Tracking Legislative Progression

In general, this case demonstrates the value in the systematic analysis of state legislative bill histories. My Legislative Progression dataset allows researchers, advocates, and the public to conduct analysis like I did above.

The dataset presents estimates of every step taken by every state legislative bill in the US from about 2009–2018, and is drawn from millions of bill actions collected by the OpenStates project. Specifically, I attempted to put all of the states into a common space. The goal was to see how bills follow a similar structure, where they are read “three times” in each chamber, the third time being the “floor consideration” or final passage as discussed in Pennsylvania.
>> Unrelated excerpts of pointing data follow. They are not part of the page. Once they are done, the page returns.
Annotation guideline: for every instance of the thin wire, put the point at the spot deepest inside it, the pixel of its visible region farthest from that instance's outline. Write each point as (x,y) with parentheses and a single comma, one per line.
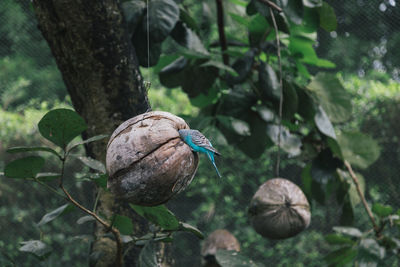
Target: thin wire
(148,47)
(278,153)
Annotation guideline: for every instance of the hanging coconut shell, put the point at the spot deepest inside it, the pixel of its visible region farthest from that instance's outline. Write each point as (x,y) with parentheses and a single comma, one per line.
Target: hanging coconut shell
(218,240)
(147,162)
(279,209)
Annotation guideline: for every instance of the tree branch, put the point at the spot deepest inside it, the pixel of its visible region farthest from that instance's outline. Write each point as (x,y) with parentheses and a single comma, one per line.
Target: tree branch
(271,5)
(353,176)
(278,44)
(221,31)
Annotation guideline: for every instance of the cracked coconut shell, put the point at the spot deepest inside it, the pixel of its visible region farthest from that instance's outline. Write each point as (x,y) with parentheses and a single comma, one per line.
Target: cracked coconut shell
(147,162)
(279,209)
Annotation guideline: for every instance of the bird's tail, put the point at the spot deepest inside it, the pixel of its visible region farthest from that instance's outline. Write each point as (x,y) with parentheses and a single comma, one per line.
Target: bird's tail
(216,169)
(211,157)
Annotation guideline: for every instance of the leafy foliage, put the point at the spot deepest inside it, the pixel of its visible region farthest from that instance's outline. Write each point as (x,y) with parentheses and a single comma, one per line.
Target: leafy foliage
(237,104)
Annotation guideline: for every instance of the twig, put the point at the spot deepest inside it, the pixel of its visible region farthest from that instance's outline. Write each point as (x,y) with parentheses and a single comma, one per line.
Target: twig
(377,229)
(278,153)
(221,31)
(271,5)
(115,231)
(48,187)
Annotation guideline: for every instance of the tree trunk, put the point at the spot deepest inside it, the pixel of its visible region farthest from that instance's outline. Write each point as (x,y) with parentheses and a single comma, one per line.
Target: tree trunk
(99,67)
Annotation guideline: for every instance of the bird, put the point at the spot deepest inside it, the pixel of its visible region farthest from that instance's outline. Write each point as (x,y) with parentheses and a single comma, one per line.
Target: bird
(199,143)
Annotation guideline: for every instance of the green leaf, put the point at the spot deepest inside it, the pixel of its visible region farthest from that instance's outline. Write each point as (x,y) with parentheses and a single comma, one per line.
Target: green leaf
(188,38)
(341,257)
(172,75)
(229,258)
(36,247)
(190,22)
(242,67)
(220,65)
(193,78)
(48,217)
(133,13)
(84,219)
(307,110)
(347,216)
(289,142)
(93,164)
(324,166)
(163,15)
(205,99)
(294,10)
(335,239)
(303,49)
(350,231)
(23,168)
(240,19)
(332,96)
(269,83)
(60,126)
(327,17)
(123,224)
(312,3)
(20,149)
(189,228)
(47,176)
(251,8)
(372,247)
(257,29)
(257,132)
(358,148)
(148,255)
(238,126)
(159,215)
(324,124)
(280,18)
(382,210)
(91,139)
(352,190)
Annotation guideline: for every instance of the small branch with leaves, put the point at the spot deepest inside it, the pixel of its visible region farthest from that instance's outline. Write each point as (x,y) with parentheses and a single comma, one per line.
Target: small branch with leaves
(119,256)
(377,229)
(278,44)
(61,126)
(271,5)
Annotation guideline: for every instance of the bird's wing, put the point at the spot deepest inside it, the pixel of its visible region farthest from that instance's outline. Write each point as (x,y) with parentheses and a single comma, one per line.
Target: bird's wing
(200,140)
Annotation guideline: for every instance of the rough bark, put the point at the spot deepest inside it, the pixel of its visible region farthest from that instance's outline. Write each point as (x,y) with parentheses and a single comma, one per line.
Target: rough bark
(99,67)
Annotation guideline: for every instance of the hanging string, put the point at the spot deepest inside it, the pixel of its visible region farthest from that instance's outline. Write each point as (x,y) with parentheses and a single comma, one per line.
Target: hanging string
(147,83)
(278,153)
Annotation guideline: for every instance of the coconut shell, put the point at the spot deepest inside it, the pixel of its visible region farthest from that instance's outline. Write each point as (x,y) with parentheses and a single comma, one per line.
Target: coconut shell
(219,239)
(146,160)
(279,209)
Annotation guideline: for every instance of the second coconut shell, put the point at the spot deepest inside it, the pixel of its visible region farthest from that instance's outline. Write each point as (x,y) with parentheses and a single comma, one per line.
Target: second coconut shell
(279,209)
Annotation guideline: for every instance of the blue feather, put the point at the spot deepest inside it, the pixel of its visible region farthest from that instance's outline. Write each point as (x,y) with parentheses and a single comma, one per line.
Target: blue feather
(199,143)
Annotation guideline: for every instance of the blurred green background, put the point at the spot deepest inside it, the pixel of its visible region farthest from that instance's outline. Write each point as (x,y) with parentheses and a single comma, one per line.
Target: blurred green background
(365,50)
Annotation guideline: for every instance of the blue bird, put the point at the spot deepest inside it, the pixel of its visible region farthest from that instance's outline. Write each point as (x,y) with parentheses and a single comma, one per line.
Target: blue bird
(199,143)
The Coding Scheme for the Legislative Progression Dataset.

I must admit that putting this dataset together revealed that each state’s process is more unique than I would have assumed initially. Nonetheless, this dataset represents my best effort to line the states up. Bills receive an “Lpcode” corresponding to each step along the line, which allows researchers to identify similar situations across all the chambers.

For example, the Pennsylvania “third reading”, or final consideration in a chapter is 30 (or 60 if it’s the second chamber), and passage from that chamber is 38 (or 68 for the second chamber). So I started the analysis above by looking for bills that met those criteria.

There’s much more under the hood and I would encourage any researchers interested in state legislative bill histories to read the description (.pdf) on Dataverse to better understand how to analyze these data. Because as we saw in Pennsylvania, sometimes bills that fail can be just as interesting as bills that pass.